Publicly, education about hygiene and disease containment in Asia and around the world are also much better following SARS.

"The consciousness of hygiene, issues of coughing and sneezing in public, the use of hand wipes and alcohol wipes ... and people wearing masks when they have respiration infection -- importantly, that is not to protect themselves but to protect others (from infection)," says Peiris. "These are direct results of SARS."

Developing a cure?

Hong Kong and Chinese expertise is not limited to epidemiology and disease control, but also in developing a cure.

A team of researchers from Hong Kong and the mainland have developed two antibodies, which they say are "promising candidates" to develop a treatment for the syndrome.

As reported in the South China Morning Post, the research into antibodies developed at the time of SARS has been invaluable in this case, and models of virus behavior developed during the 2003 outbreak have added to the urgency to develop an antidote for MERS before it becomes even more communicable.

"The MERS coronavirus may undergo further genetic changes and one day become as transmissible as the SARS coronavirus," Professor Yuen Kwok-yung, a Hong Kong-based member of the research team and an expert in infectious diseases at the University of Hong Kong told the newspaper.

"Therefore we must prepare for this scenario before it happens."
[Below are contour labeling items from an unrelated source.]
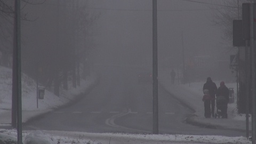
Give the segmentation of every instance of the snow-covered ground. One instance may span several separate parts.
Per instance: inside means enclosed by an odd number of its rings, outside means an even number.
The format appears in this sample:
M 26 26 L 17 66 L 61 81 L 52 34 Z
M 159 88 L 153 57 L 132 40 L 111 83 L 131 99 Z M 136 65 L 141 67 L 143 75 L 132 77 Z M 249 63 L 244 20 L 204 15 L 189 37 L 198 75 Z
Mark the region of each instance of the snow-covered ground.
M 10 125 L 11 123 L 12 71 L 0 66 L 0 125 Z M 195 110 L 193 121 L 204 123 L 203 102 L 202 102 L 202 87 L 204 83 L 198 82 L 185 85 L 172 85 L 168 73 L 160 71 L 159 84 L 171 93 L 178 95 L 188 106 Z M 22 122 L 38 115 L 52 110 L 77 98 L 79 94 L 91 89 L 98 81 L 96 75 L 87 77 L 82 81 L 81 85 L 76 89 L 69 86 L 68 91 L 61 90 L 61 95 L 57 97 L 51 91 L 46 90 L 44 99 L 38 100 L 37 108 L 36 83 L 26 75 L 22 78 Z M 219 85 L 219 82 L 215 82 Z M 235 83 L 227 84 L 228 87 L 236 87 Z M 235 90 L 236 92 L 236 89 Z M 189 95 L 188 95 L 188 94 Z M 181 97 L 182 96 L 182 97 Z M 178 96 L 177 96 L 178 97 Z M 189 102 L 188 102 L 188 101 Z M 198 105 L 198 101 L 202 103 Z M 245 123 L 245 116 L 236 114 L 235 103 L 229 104 L 229 115 L 227 125 Z M 214 121 L 221 119 L 207 119 L 214 124 Z M 226 119 L 227 120 L 227 119 Z M 232 122 L 230 123 L 230 122 Z M 207 122 L 209 123 L 209 121 Z M 230 123 L 229 125 L 228 123 Z M 243 129 L 243 126 L 241 129 Z M 0 129 L 0 143 L 14 143 L 17 141 L 17 132 L 15 129 Z M 23 143 L 250 143 L 243 137 L 227 137 L 218 135 L 191 135 L 171 134 L 134 134 L 127 133 L 90 133 L 81 132 L 65 131 L 23 131 Z M 3 142 L 10 143 L 4 143 Z

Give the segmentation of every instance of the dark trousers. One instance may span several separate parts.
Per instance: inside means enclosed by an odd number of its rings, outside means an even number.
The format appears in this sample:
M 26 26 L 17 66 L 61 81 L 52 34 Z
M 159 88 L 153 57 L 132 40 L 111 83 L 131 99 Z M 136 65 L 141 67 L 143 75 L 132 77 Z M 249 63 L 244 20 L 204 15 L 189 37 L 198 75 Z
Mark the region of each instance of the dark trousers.
M 211 117 L 211 100 L 204 101 L 204 116 L 206 118 Z
M 211 110 L 212 115 L 214 115 L 214 108 L 215 108 L 215 99 L 211 100 Z
M 172 79 L 172 84 L 174 84 L 174 77 L 172 76 L 171 79 Z

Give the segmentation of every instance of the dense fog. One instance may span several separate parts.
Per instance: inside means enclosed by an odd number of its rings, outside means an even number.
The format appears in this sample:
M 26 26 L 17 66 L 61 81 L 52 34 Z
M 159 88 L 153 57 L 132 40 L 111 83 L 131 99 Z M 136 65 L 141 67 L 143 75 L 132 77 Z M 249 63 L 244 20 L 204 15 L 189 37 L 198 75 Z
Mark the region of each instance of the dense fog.
M 229 59 L 237 49 L 217 25 L 227 2 L 158 1 L 158 68 L 179 71 L 181 79 L 186 73 L 189 81 L 235 81 Z M 150 1 L 34 1 L 21 7 L 22 71 L 35 77 L 40 69 L 45 85 L 60 73 L 74 77 L 78 63 L 85 75 L 95 65 L 152 68 Z M 2 57 L 11 67 L 13 32 L 5 25 Z

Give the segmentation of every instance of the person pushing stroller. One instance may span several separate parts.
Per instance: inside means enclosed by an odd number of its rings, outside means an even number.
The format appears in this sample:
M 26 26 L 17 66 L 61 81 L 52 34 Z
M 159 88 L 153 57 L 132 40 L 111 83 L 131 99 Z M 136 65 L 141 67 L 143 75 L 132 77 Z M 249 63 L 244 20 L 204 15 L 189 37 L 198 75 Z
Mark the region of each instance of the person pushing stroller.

Hong Kong Centre for Public Health: Advice on prevention of the spread infectious coronaviruses

-- Cover your mouth when coughing or sneezing, and dispose of used tissues in a covered bin.

-- Wash hands frequently using soap and water, or use alcohol-based hand sanitizer.

-- Seek medical advice if you exhibit symptoms such as low grade fever, sore throat or running nose, or diarrhea.

-- If exhibiting symptoms, wear a surgical mask to limit the spread of the virus.

-- Avoid contact with livestock, uncooked meat, unwashed fruits and vegetables, or unpasteurized milk.

-- Travelers who develop symptoms up to 14 days after their return from affected areas should put on surgical masks, seek medical attention and inform their doctor of their travel history.